By Ruth Burns: Special to the PNT
By Ruth Burns
Special to the PNT
One of the first of the pioneers to come to the Roosevelt County area was the Carter Family, who settled at Tierra Blanca Lake about 10 miles west of the present site of Portales, so named because of the “White Earth” which surrounds it.
The Carters had left their holdings at Black Water, or Agua Prieta, between Salt Lake and Spring Lake, Texas in 1881 when the XIT Ranch took more than 3 million acres of land in the Texas Panhandle. Many of the squatters who were forced out migrated to Eastern New Mexico.
The first names of the parents are not known, but a deed filed in 1892 lists the owner as W.W. Carter. According to Col. Jack Potter, the five bachelor sons were Bill, Frank, John, Ed, and Albert.
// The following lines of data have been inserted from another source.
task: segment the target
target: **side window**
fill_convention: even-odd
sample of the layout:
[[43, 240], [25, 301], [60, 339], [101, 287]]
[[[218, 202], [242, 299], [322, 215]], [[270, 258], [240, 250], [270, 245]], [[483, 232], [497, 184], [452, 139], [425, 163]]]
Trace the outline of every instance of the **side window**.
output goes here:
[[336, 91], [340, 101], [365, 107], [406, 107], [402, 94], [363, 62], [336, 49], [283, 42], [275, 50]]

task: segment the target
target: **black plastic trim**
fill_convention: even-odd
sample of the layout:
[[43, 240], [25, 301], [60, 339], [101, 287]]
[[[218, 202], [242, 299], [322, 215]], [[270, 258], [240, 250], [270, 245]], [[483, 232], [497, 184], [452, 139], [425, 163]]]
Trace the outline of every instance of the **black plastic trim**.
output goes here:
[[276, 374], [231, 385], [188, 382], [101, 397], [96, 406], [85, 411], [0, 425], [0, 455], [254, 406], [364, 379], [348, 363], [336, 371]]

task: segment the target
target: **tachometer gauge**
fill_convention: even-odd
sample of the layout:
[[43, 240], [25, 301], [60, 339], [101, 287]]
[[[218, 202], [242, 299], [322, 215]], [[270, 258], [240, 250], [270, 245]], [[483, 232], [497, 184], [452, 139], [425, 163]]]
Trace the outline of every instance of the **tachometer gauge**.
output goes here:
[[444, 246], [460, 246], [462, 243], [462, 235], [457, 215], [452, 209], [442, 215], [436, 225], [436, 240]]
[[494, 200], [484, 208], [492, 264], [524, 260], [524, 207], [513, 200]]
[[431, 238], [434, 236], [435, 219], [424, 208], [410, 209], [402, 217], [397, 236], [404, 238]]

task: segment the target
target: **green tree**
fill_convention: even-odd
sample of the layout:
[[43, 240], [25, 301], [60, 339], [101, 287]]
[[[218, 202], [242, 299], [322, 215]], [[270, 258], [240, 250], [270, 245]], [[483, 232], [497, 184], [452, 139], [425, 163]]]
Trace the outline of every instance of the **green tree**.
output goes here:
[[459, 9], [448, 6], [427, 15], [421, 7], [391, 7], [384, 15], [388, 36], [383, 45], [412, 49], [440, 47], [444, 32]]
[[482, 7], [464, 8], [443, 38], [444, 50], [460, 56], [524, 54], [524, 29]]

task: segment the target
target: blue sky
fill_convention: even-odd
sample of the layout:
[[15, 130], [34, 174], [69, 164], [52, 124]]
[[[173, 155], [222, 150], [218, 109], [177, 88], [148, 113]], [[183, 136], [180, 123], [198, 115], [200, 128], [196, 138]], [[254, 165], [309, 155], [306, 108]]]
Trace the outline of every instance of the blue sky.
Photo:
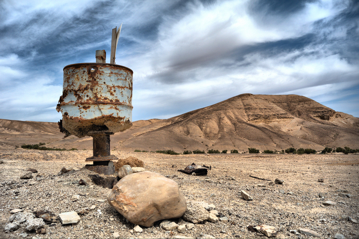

Don McAlavy in the “High Plains History” book, lists them as, Bill, Frank, John, Bud, and Lewis.
They established the T-41 Ranch near the springs at the northern end of the Tierra Blanca Lake and ran 500 to 1,000 cattle under the Backward Seven brand.
Their first house was a 14-by-28-foot sod house consisting of a living room and kitchen. The boys had a 12-by-24-foot bunk house, also of sod. Their corrals were made of barbed wire with a windbreak on the north side made out of soap weeds.
As far as we know, they were not kin to Judge C. L. Carter or his offspring, Edna, Nelle, Byrd, and Lee Carter, who was a surveyor during the homestead period.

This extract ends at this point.